OpenAI runs Codex with sandboxing, approvals and telemetry
Enterprise
OpenAI has published how it runs Codex, its coding agent, without spraying secrets across the network or letting the model go walkabout. The controls are what you would expect from any productionised Large Language Model (LLM) agent: put it in a sandbox, gate the risky actions, lock down the network, and watch everything it does. Sensible, not sexy.
What they built
The deployment pattern is built on four families of control. Sandboxing isolates where code runs and narrows what the agent can touch. Approval workflows put a human in the loop for higher-risk operations. Network policies restrict where data can flow and what the agent can talk to. Agent-native telemetry records what the agent did and why, giving operations and audit something concrete to inspect.
They frame this as support for threat modelling, governance and containment. In plain terms: expect the model to make bad decisions sometimes, limit the blast radius, and make sure you can see and explain its behaviour when it does.
How it breaks
If you are attacking this setup, you try to expand capability or hide intent. That means prompting the agent to perform actions its sandbox nominally forbids, or chaining allowed actions to reach the same end. It means leaning on the narrow set of permitted network destinations to stage exfiltration through whatever is still open. It means gaming the approval workflow, either by crafting outputs that look routine or by social-engineering the human gatekeeper. And it means degrading or dodging telemetry, for example by triggering high-volume, low-value events so the meaningful ones get missed.

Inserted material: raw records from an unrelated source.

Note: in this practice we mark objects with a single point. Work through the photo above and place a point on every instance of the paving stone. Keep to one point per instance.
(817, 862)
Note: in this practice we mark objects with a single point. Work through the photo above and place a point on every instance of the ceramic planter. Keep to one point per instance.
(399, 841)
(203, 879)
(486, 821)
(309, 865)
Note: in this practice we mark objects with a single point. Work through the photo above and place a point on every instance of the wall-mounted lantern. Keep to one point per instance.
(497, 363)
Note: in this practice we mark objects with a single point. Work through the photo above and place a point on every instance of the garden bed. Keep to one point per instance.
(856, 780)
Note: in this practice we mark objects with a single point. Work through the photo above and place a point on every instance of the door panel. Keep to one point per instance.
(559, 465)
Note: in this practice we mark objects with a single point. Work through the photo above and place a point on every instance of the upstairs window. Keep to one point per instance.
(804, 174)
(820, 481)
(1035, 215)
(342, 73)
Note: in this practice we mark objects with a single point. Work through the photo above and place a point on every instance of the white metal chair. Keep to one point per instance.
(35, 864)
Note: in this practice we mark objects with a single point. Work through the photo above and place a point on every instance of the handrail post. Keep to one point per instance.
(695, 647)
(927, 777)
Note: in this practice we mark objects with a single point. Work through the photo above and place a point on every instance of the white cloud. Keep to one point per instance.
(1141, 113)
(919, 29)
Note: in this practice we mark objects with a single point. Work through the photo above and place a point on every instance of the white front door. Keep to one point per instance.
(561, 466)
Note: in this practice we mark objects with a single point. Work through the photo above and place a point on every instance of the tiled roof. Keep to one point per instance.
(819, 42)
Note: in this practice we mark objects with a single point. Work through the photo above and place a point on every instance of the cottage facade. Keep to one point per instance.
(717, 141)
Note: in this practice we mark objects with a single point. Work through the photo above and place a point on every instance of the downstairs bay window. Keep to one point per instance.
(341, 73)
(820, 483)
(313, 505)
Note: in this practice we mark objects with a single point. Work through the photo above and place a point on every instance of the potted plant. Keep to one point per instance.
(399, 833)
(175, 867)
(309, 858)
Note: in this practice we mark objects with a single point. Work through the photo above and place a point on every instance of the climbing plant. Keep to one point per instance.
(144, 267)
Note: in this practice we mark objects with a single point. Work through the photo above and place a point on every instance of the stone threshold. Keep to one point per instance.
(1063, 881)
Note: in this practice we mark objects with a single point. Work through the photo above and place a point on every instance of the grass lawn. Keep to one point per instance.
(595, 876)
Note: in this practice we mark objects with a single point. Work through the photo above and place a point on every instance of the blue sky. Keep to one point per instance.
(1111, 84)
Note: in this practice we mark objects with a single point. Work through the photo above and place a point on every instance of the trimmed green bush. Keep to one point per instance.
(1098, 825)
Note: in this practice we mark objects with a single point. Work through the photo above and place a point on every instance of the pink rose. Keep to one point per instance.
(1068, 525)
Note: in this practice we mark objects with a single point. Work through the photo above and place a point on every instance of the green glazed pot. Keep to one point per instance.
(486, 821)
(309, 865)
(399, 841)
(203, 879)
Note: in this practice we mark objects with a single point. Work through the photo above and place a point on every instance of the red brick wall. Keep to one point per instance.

Telemetry itself is a double-edged sword. It enables oversight, but it also collects sensitive material: code, prompts, context, maybe customer data. Retention rules, access controls and data minimisation become part of the attack surface and the compliance headache. Get them wrong and you have built a very tidy evidence trail for the wrong people.
There are limits here. This is an outline of controls, not a results paper. No red-team data, no measurable trade-offs, no operational cost curves. As an enterprise pattern, it is the baseline auditors will soon expect for coding agents. As research, it is mostly a signpost: the interesting work is in how these controls are tuned, penetrated and monitored in the messy middle of real deployments. Watch this space.